12:14 PM EDT – Supports dimension reshaping

12:15 PM EDT – 200 GB / s bidirectional IO per card

12:15 PM EDT – custom protocol with submicrosecond latency

12:15 PM EDT – Layers of cables on stands without DMA

12:16 PM EDT – AIC and OAM

12:17 PM EDT – Increase to 2D torus floor

12:18 PM EDT – Performance up to 160 cards

12:20 PM EDT – Next product ready soon

12:20 PM EDT – Questions and answers

12:21 PM EDT – Q: Is there a targeted training load? A: Training, supported type and machine language processing. The first customer used MLP

12:21 PM EDT -Q: Why design your own chip-to-chip protocol? Is cached A: Not cached, mailbox for data synchronization. we wanted an easier protocol with better latency

12:22 PM EDT – Q: Sell in the west? A: Current customers are Asia, but if you have interest, come to Enflame

12:22 PM EDT – The next speech is Qualcomm Cloud AI 100

12:23 PM EDT – 12 TOPS / watt

12:23 PM EDT – high performance and efficient accelerator

12:23 PM EDT – Another introduction to what drives AI

12:24 PM EDT – Qualcomm at the forefront of AI research, currently in the 6th generation

12:25 PM EDT – two forms of factors – high performance in PCIe HHHL and more powerful dual M.2

12:25 PM EDT – top SoC slide

12:26 PM EDT – customized high performance architecture

12:26 PM EDT – 400+ Int8 TOPs

12:26 PM EDT – 8 lanes PCIe 4.0

12:26 PM EDT – 16 GB / sof LPDDR4

12:26 PM EDT – store all weights on the SoC with 144 MB of built-in memory

12:27 PM EDT – Double M.2 is used for power supply

12:27 PM EDT – power management controller

12:27 PM EDT – 4-way VLIW

12:27 PM EDT – 1800+ instructions

12:27 PM EDT – SMT scalar nucleus

12:27 PM EDT – FP32 / FP16 and INT16 / INT8

12:28 PM EDT – 1 MB L2 cache

12:28 PM EDT – Vector unit, Tensor unit

12:28 PM EDT – Vector memory closely connected 8 MB between all units

12:28 PM EDT – Almost everything

12:29 PM EDT – Can work at different power levels

12:29 PM EDT – 12W for edge, 20W for ADAS, 70W High Perf mode

12:29 PM EDT – 7 nm

12:30 PM EDT – The tensor unit is 5 times more efficient than the Vecotr unit

12:30 PM EDT – 16 AI colors

12:30 PM EDT – 5 TOP / W at high performance

12:31 PM EDT – The whole lock package

12:33 PM EDT – Compiler supports mixed precision

12:36 PM EDT – Low power optimizations

12:36 PM EDT – minimize access to DDR and improve performance

12:36 PM EDT – Reuse data as much as you can get started before you start getting more

12:39 PM EDT – Divide the network into multiple AI100 cards

12:39 PM EDT – up to 16 cards per system

12:39 PM EDT -PCIe peer-to-peer switch

12:41 PM EDT – Performance on INT8 and Mixed, all inference

12:42 PM EDT – ‘industry leading results’

12:42 PM EDT – Performance in relation to batch size

12:44 PM EDT – AIMET can perform inlfight compression for locking

12:44 PM EDT – 15% increase in ResNET50 perf for only 1.1% decrease in accuracy

12:45 PM EDT – Edge implementation vs server implementation

12:45 PM EDT – DM.2e = double M.2

12:45 PM EDT – 15W TDP in that double M.2

12:46 PM EDT – Scalable solution for 5G, ADAS, infrastructure

12:46 PM EDT – Time for questions and answers

12:47 PM EDT – Q: Whether the power points are static or automatic adjustment A: The chip has DVFS – it can change DVFS based on power.
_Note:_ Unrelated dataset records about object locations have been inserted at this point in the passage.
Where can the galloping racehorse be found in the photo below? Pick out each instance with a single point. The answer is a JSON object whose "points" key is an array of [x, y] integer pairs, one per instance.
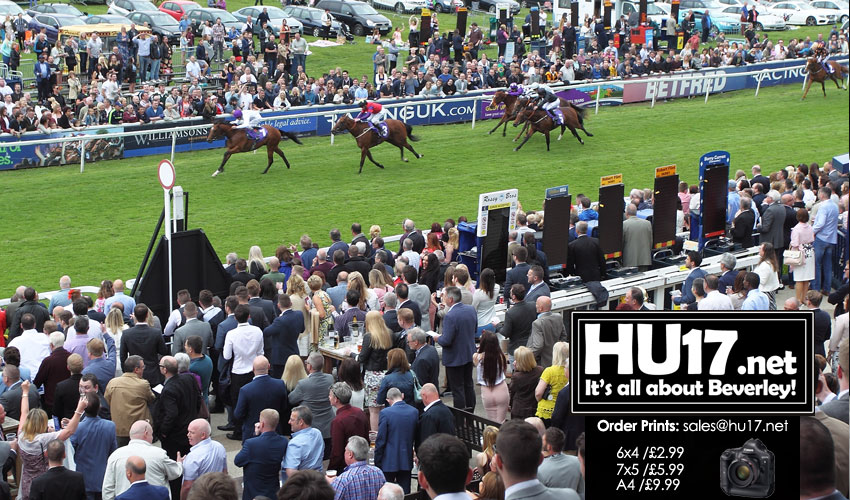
{"points": [[540, 121], [398, 134], [239, 142], [818, 74]]}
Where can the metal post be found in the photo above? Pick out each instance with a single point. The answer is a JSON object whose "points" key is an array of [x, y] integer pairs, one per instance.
{"points": [[598, 93], [82, 155]]}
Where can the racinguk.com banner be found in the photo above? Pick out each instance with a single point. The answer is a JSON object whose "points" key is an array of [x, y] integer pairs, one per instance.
{"points": [[693, 405]]}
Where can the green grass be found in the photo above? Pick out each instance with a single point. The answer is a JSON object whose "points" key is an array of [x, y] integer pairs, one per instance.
{"points": [[96, 225]]}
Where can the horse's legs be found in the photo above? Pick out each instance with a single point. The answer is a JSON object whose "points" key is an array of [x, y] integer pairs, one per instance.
{"points": [[223, 161], [280, 152]]}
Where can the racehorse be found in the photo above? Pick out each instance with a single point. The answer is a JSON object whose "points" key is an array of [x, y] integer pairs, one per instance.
{"points": [[239, 142], [398, 134], [817, 73], [540, 121]]}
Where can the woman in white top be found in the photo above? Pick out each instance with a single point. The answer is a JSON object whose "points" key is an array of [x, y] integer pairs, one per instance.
{"points": [[490, 363], [767, 271]]}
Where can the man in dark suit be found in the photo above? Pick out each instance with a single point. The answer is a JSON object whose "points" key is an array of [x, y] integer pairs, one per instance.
{"points": [[57, 482], [11, 399], [176, 407], [145, 341], [436, 419], [584, 256], [519, 274], [426, 361], [283, 335], [140, 489], [260, 458], [458, 341], [261, 393], [394, 446], [518, 319]]}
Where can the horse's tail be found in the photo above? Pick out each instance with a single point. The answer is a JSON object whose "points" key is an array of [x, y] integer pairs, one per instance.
{"points": [[410, 135], [580, 112], [291, 136]]}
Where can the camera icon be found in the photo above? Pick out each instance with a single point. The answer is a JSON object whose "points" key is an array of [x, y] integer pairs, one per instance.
{"points": [[748, 471]]}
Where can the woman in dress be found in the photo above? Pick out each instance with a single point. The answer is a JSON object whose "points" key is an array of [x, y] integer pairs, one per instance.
{"points": [[490, 363], [524, 380], [767, 270], [34, 436], [803, 239], [377, 342], [552, 380]]}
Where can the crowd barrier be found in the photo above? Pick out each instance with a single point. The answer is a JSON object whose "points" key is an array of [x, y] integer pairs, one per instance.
{"points": [[134, 140]]}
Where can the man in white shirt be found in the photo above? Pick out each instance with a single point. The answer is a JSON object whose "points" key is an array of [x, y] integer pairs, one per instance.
{"points": [[242, 345], [714, 300], [33, 345]]}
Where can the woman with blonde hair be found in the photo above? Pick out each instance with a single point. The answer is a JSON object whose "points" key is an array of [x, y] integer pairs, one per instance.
{"points": [[368, 298], [33, 437], [377, 342], [257, 265], [552, 380]]}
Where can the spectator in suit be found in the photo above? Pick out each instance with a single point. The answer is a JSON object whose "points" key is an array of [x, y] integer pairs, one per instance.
{"points": [[312, 392], [140, 489], [519, 274], [537, 287], [426, 361], [11, 399], [348, 422], [262, 392], [584, 256], [261, 456], [547, 329], [193, 326], [436, 418], [145, 341], [817, 461], [637, 240], [559, 470], [518, 455], [206, 456], [128, 397], [394, 446], [443, 466], [283, 335], [58, 482], [93, 442], [838, 406], [518, 319], [53, 369], [458, 341], [306, 449]]}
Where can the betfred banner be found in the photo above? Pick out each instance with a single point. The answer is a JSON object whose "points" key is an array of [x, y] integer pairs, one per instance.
{"points": [[702, 404]]}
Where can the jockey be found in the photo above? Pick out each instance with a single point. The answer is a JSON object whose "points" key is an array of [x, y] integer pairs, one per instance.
{"points": [[550, 102], [373, 114], [822, 55]]}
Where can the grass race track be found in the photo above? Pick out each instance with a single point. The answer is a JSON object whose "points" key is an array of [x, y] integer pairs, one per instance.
{"points": [[96, 225]]}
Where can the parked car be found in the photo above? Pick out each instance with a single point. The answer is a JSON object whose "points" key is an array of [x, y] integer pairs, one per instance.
{"points": [[840, 11], [108, 19], [799, 13], [401, 6], [160, 23], [197, 17], [490, 6], [358, 16], [178, 8], [310, 19], [52, 23], [124, 7], [276, 16]]}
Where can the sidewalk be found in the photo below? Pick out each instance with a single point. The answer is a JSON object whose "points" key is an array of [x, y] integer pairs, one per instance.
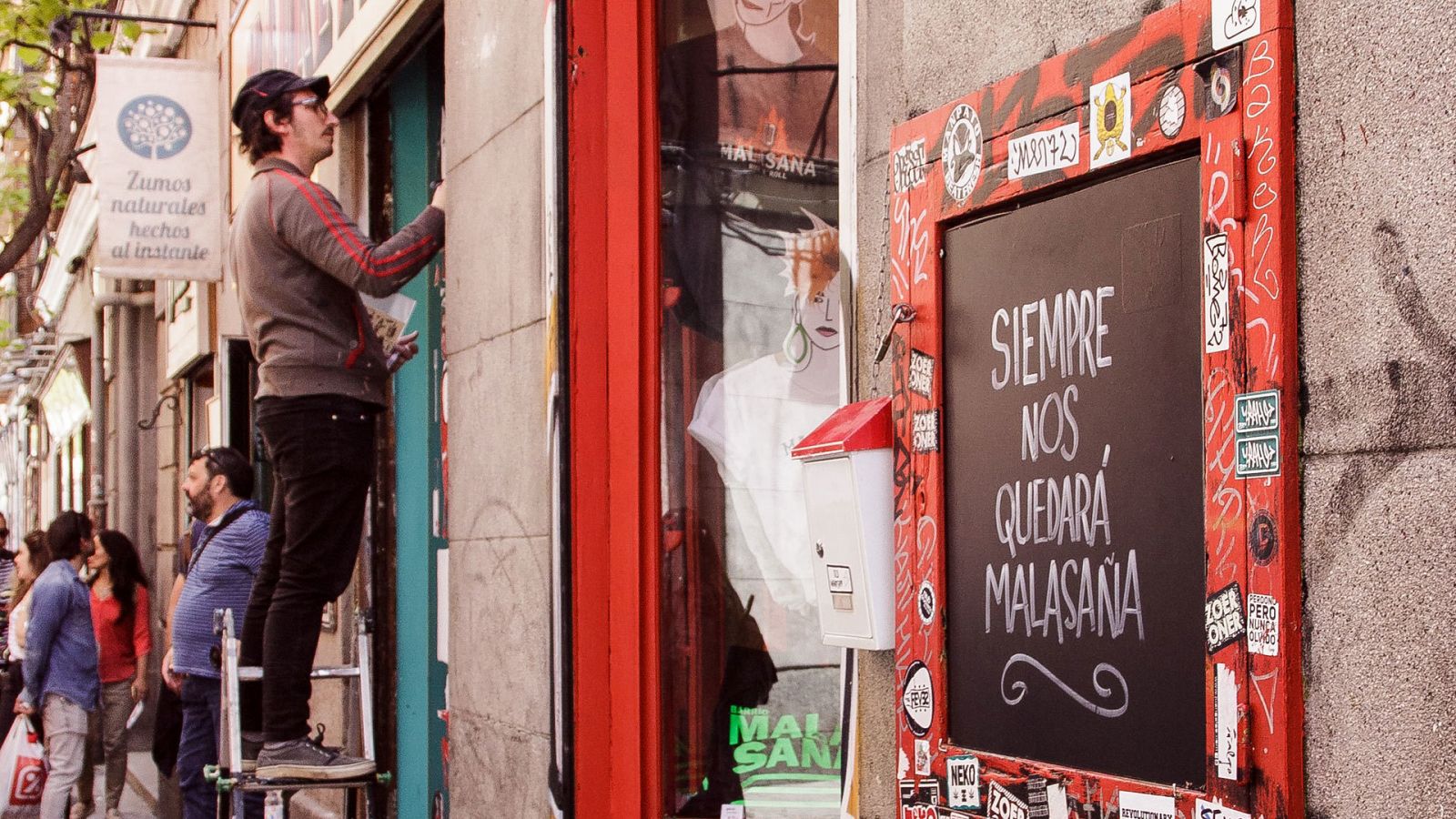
{"points": [[140, 797]]}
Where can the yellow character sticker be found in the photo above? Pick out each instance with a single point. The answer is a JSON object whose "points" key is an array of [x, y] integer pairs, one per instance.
{"points": [[1110, 104]]}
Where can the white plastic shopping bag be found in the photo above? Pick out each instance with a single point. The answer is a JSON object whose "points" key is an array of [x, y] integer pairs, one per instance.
{"points": [[22, 767]]}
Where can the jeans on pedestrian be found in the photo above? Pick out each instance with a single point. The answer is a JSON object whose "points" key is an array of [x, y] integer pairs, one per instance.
{"points": [[108, 734], [65, 748], [201, 716], [322, 452]]}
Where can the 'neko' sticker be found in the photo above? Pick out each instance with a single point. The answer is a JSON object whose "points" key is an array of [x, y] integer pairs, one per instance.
{"points": [[963, 782]]}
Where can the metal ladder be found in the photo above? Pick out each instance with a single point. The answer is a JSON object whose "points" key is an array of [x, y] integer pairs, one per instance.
{"points": [[229, 778]]}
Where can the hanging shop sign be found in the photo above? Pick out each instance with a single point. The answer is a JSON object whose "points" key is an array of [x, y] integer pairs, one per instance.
{"points": [[1096, 500], [157, 169], [65, 399]]}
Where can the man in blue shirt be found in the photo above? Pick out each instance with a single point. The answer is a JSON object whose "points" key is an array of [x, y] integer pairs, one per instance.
{"points": [[225, 561], [62, 680]]}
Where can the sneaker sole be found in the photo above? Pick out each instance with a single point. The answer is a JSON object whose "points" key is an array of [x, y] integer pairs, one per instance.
{"points": [[319, 773]]}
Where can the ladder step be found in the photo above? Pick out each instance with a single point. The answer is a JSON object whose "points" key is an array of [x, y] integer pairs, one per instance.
{"points": [[319, 672]]}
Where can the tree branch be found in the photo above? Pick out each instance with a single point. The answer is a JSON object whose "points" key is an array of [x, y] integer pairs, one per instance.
{"points": [[66, 65]]}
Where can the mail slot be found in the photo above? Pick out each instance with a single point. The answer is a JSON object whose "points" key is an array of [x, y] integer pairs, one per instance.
{"points": [[849, 499]]}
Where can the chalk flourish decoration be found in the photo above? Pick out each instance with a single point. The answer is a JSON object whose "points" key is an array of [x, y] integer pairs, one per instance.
{"points": [[1018, 688]]}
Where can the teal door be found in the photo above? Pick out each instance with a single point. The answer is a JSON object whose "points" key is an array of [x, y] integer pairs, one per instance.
{"points": [[415, 102]]}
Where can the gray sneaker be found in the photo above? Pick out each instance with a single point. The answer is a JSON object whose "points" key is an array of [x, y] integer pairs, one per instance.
{"points": [[308, 760], [251, 749]]}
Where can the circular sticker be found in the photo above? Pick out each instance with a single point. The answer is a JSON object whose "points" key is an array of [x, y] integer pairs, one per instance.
{"points": [[155, 127], [1263, 538], [925, 602], [961, 152], [1220, 89], [919, 698], [1172, 109]]}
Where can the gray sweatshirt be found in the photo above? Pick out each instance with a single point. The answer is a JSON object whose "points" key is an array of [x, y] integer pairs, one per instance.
{"points": [[300, 268]]}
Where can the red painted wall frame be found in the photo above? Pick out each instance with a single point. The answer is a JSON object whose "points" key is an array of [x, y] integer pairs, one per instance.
{"points": [[1238, 114]]}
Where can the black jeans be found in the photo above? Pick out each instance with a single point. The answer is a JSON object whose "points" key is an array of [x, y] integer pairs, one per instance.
{"points": [[322, 450]]}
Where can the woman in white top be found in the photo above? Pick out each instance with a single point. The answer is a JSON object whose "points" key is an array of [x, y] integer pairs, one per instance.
{"points": [[29, 561]]}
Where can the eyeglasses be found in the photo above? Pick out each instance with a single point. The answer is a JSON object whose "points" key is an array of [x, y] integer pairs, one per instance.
{"points": [[313, 102], [215, 465]]}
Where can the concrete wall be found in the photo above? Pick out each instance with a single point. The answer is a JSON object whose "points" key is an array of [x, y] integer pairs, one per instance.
{"points": [[1378, 344], [500, 486]]}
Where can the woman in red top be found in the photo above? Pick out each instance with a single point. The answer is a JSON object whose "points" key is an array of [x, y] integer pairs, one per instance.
{"points": [[121, 615]]}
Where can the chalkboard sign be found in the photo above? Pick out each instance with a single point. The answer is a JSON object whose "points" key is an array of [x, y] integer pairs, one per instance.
{"points": [[1074, 494]]}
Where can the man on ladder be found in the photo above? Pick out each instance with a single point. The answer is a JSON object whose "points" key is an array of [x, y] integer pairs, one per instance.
{"points": [[300, 266]]}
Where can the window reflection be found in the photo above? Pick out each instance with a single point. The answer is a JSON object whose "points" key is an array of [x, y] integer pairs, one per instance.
{"points": [[752, 331]]}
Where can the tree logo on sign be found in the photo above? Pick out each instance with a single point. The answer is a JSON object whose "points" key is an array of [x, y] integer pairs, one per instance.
{"points": [[155, 127]]}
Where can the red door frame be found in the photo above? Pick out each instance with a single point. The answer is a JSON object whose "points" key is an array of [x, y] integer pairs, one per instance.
{"points": [[612, 285], [1249, 184]]}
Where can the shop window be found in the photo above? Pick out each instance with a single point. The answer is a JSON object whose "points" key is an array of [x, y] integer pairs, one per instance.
{"points": [[750, 363]]}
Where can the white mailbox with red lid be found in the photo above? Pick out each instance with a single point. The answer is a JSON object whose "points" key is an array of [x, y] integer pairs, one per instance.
{"points": [[849, 497]]}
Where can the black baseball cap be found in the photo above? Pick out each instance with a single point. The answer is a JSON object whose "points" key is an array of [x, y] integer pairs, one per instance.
{"points": [[264, 87]]}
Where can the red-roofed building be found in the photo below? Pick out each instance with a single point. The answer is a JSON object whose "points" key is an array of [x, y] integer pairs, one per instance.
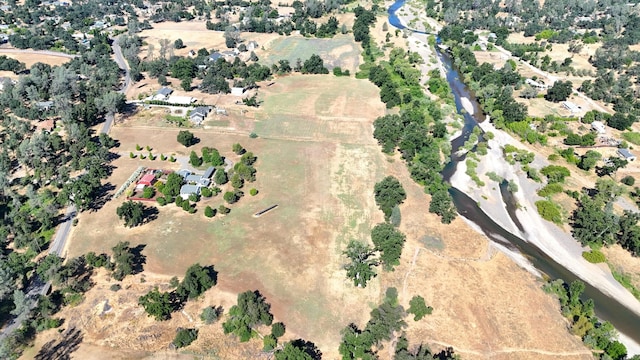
{"points": [[147, 180]]}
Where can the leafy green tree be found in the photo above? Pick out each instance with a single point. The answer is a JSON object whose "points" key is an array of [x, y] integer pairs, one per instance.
{"points": [[389, 241], [157, 304], [314, 65], [251, 310], [197, 280], [220, 177], [299, 350], [186, 138], [230, 197], [210, 314], [419, 308], [209, 211], [185, 337], [560, 91], [277, 329], [132, 213], [124, 260], [389, 193], [362, 264]]}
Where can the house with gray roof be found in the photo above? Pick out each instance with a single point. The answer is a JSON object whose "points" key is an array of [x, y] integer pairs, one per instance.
{"points": [[187, 190], [198, 114]]}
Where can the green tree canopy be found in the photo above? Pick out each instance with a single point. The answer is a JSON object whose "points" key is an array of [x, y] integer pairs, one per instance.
{"points": [[389, 241], [389, 193]]}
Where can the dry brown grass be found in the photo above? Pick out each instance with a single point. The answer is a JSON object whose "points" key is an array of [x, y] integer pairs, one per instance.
{"points": [[30, 59], [319, 162]]}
For TDP, based on the solution, you can set the TDP in the firmware

12:47 PM EDT -Q: 12 board levels based on TOPS / W or chip level? A: Chip

12:49 PM EDT – Q: What are the main drivers for achieving peaks / WA: Good building blocks – 6th generation I have been in business for a long time. I’ve been doing this on mobile phones for a long time, especially locking. The basic block is efficient. VLIW – the compiler is quite advanced, keeping the hardware simpler. Same process for SoC level. Not cached, enabled via compiler

12:51 PM EDT – Q: Compromises between VLIW and RISC A: ML fits very well into VLIW, have an insight. We know how to make very efficient VLIW cores. But the load is well adapted to VLIW. I did an evaluation, but I found it to be the best way.

12:51 PM EDT – Q: NOC details? Network, crossbar? A: Hybrid, more linear with routers

12:53 PM EDT – Q: Systolic sequence? A: No.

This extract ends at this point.